En outre, certains opposants interrogés se méfient par principe des conséquences d’une ouverture à la concurrence. Bien que cette opposition soit avant tout de nature idéologique – et donc confinée à la sphère la plus politisée et militante –, elle s’appuie sur des exemples étrangers, qui aux yeux des répondants démontrent une baisse de la qualité des services et une hausse des prix.

Bien que de manière plus marginale – le gouvernement ayant désamorcé ce débat assez tôt, même si les opposants en laissent planner la menace –, la peur que ne soient supprimées certaines lignes revient dans certains propos : « la fermeture des petites lignes m’inquiète, c’est condamner à mort les petites agglomérations qui n’auront plus d’écoles, de médecins, etc. ».

De manière plus générale, il semble pour beaucoup que notre société ultra-individualisée et de moins en moins politisée offre peu de perspectives à une réelle convergence des luttes – le terme de « lutte » étant en soi trop « idéologique » pour fédérer largement, dans un pays méfiant envers tout ce qui ressemble de près ou de loin à une manœuvre politique, et jugeant la mythologie des luttes de la rue largement dépassée. Cela dit, la multiplication des mécontentements catégoriels pourrait sans doute aboutir à une situation de blocage, dont la responsabilité pourrait finir par changer de camp et être attribuée au gouvernement. Si, à ce stade, bien peu d’opposants reprochent au gouvernement une posture trop fermée, voire une certaine arrogance – comme ce fut le cas ces derniers jours dans les médias –, le gouvernement devra prendre garde à ne pas paraître obstiné et rigide dans sa démarche. En effet, le souhait du dialogue est majoritaire (56%, selon un récent sondage Elabe), et le désir de ne pas humilier et opposer les catégories sociales entre elles reste fort en toutes circonstances.

Par ailleurs, on ne peut exclure que l’opinion finisse par reprocher au gouvernement de ne pas parvenir à régler efficacement des situations de perturbations dans les trains, les avions, les universités, les Ehpad, etc.

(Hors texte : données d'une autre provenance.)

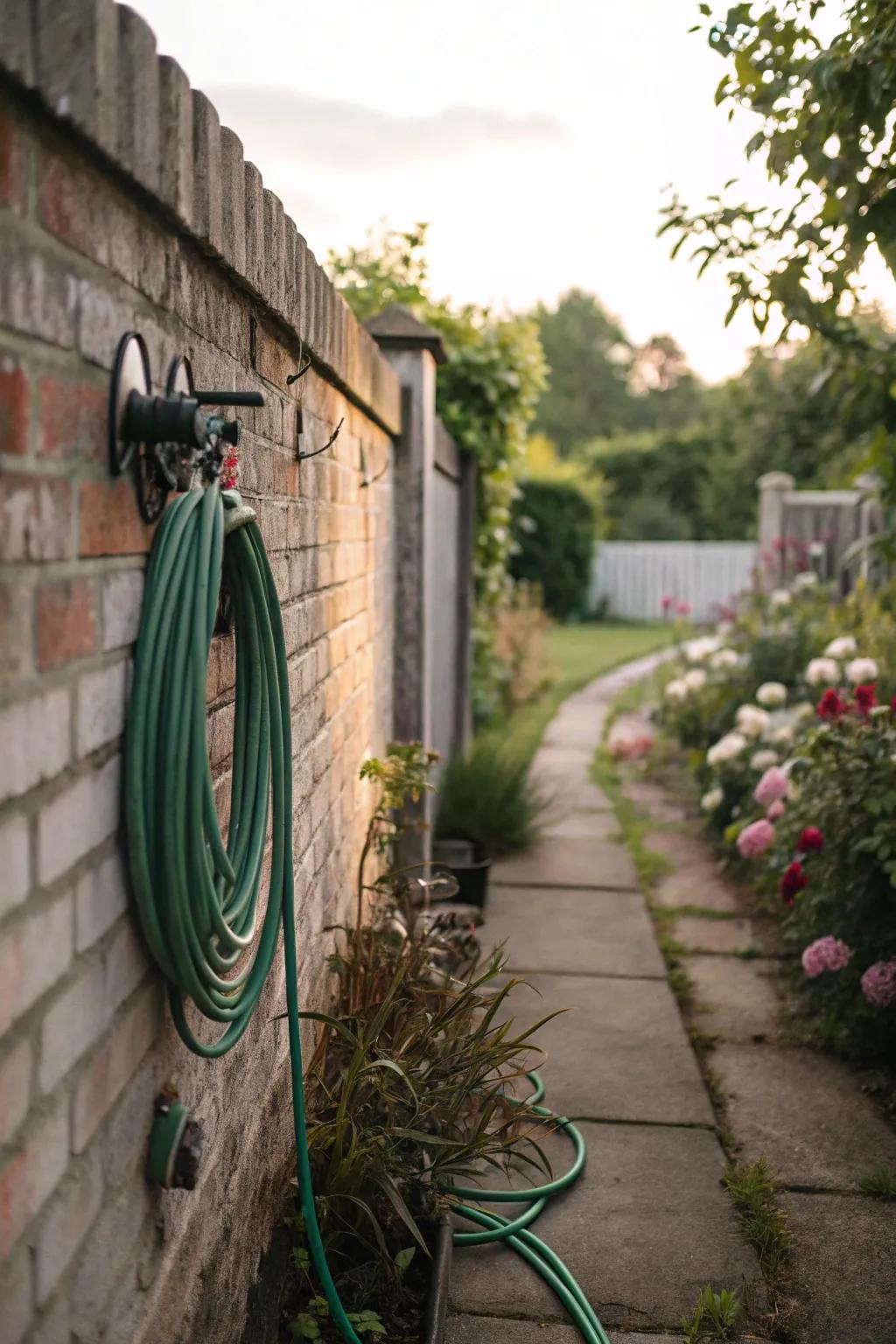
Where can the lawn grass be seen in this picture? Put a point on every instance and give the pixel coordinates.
(577, 654)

Enfin, même si chacun a fortement tendance à regarder midi à sa porte, ces projets de réforme dessinent aux yeux de certains les contours d’une précarisation et d’une fragilisation des salariés du public qui interrogent sur la qualité du service public que le gouvernement souhaite préserver à terme… « On commence par les cheminots, et après… ! » ; « les hôpitaux, les EHPAD, on voit la suite ». On mesure bien là l’importance, pour le gouvernement, à faire davantage percevoir le sens de cette réforme – un sens qui ne peut se réduire à la punition de quelques privilégiés ou à la réduction de quelques milliards de dettes : à défaut, une grille de lecture en cours de constitution pourrait proposer une alternative, notamment à gauche. Cette réforme s’inscrit en effet, pour les opposants les plus virulents, dans une longue histoire d’affaiblissement, par les gouvernements successifs, des services publics et du principe d’égalité qui en est le fondement.